I used to hate porn- but the only glimpses I had was the Nasty hard core stuff back when I was younger. Put a bad taste in my mouth, Never could understand the allure. But I ALWAYS loved a Romantic rated R or Unrated sex scene that gets close to being pornagraphic, the hotter the better. These things have ALWAYS visually stimulated me. 

Me & my husband does not text but I would have LOVED what you did! Putting all that effert into it, I would have felt on top of the world with such a text. And if my kids got into my phone, oh well, I bet they wouldnt be looking through my private pics again! 

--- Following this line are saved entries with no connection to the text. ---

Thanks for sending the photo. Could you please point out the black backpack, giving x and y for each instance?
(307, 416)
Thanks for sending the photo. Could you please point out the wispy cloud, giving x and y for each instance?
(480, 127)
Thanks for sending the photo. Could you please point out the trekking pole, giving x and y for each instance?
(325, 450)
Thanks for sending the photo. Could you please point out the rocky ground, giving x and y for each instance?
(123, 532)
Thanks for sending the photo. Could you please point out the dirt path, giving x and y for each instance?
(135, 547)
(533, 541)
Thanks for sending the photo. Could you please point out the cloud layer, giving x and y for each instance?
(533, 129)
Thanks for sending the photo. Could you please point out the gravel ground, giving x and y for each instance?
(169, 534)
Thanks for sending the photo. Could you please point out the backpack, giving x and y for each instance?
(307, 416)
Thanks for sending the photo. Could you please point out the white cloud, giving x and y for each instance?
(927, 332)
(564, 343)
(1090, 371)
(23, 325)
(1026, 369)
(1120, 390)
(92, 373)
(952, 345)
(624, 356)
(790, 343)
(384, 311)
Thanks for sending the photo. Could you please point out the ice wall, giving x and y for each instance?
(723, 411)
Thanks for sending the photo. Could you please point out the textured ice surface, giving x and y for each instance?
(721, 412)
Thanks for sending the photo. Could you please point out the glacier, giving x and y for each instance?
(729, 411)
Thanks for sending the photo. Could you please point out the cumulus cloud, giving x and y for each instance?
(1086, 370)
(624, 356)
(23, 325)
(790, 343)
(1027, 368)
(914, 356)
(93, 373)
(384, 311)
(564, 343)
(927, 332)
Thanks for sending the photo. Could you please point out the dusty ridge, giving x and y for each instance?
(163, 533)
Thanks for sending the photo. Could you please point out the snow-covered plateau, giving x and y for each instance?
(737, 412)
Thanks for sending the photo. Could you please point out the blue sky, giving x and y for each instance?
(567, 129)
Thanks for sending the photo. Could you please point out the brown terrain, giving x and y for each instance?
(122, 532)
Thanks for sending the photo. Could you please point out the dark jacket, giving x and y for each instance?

But in saying all of this, I now very much ENJOY porn, but still prefer the softer stuff, just 1 man/1 woman, we rent from Bluedoor.com and for me, I enjoy the "PLaygirl" dvds, good place to start if she is a little interested, but doesn't want to see 3somes & the rougher/almost appears "abusive" type sex scenes. Also renting instructional Sex videos are very interesting.


----------



## r2d210 (Nov 3, 2010)

Thanks all for the great comments! I have actually learned a little here! What you have told me makes sense, and after talking to my wife this weekend, she has also confirmed the majority of the posts to my question. Thanks!


----------



## MsLonely (Sep 23, 2010)

r2d210 said:


> I have been married 20 years. I love to pamper and I know my wife is a crock-pot, I'm a microwave! I thought I would maybe start the day off by plugging in the crock-pot....so-to-speak! Yesterday I took a video on my cell phone of myself drying off after showering, and I sent it in a txt msg to my wife. (12 seconds long) It was tasteful, from the chest down, fully nude....and it didn't do a thing for her?!? (Jokes on me I guess) I asked her about it and she said she preferred seeing it in person, yet I shower every day and she never cares to watch me dry off. (Should have been a clue right?) I just wanted to spice things up, but her reaction of bla, bla, bla kind of burst my bubble! It's not like I do this every day! I was actually arroused all day thinking about her watching it! I was proud of myself as it turned out really well, as I edited it and factored in lighting! If she would have sent that to me, I would have watched it all day! So, knowing her I suppose that a visual of me drying off is no more arousing then watching the news! I was just wondering if there is something visual that I could do that would really make her spin! I could ask her, and I will, but is there anything visually stimulating for a women that her husband could do? Would it be more of a pic of me dressed in a suit and tie, or simply me in my underwear? I would love to do more of this, and I would love it if she would also, but not if only one of us is turned on! Just before bed, she hinted that maybe we could have sex as there was "some teasing" today. Referring to the video. Then she proceeded to tell me she made sure she deleted it off of her phone. We have two teen-age boys...and you just never know! She had a rough day, she was very tired and I knew it would have been all for me. (You know....obligation sex, sympathy sex....the kind I really don't like) That is really not what I wanted, although I appreciated her thoughtfullness, I politely declined and she was asleep before her head hit the pillow. I laid there awake wondering what I could do. I guess in all honesty, I would love to tease her and visually make it so she would "want me" in a sexual way, not just give me her body to make me happy. Thats all.....any comments would help!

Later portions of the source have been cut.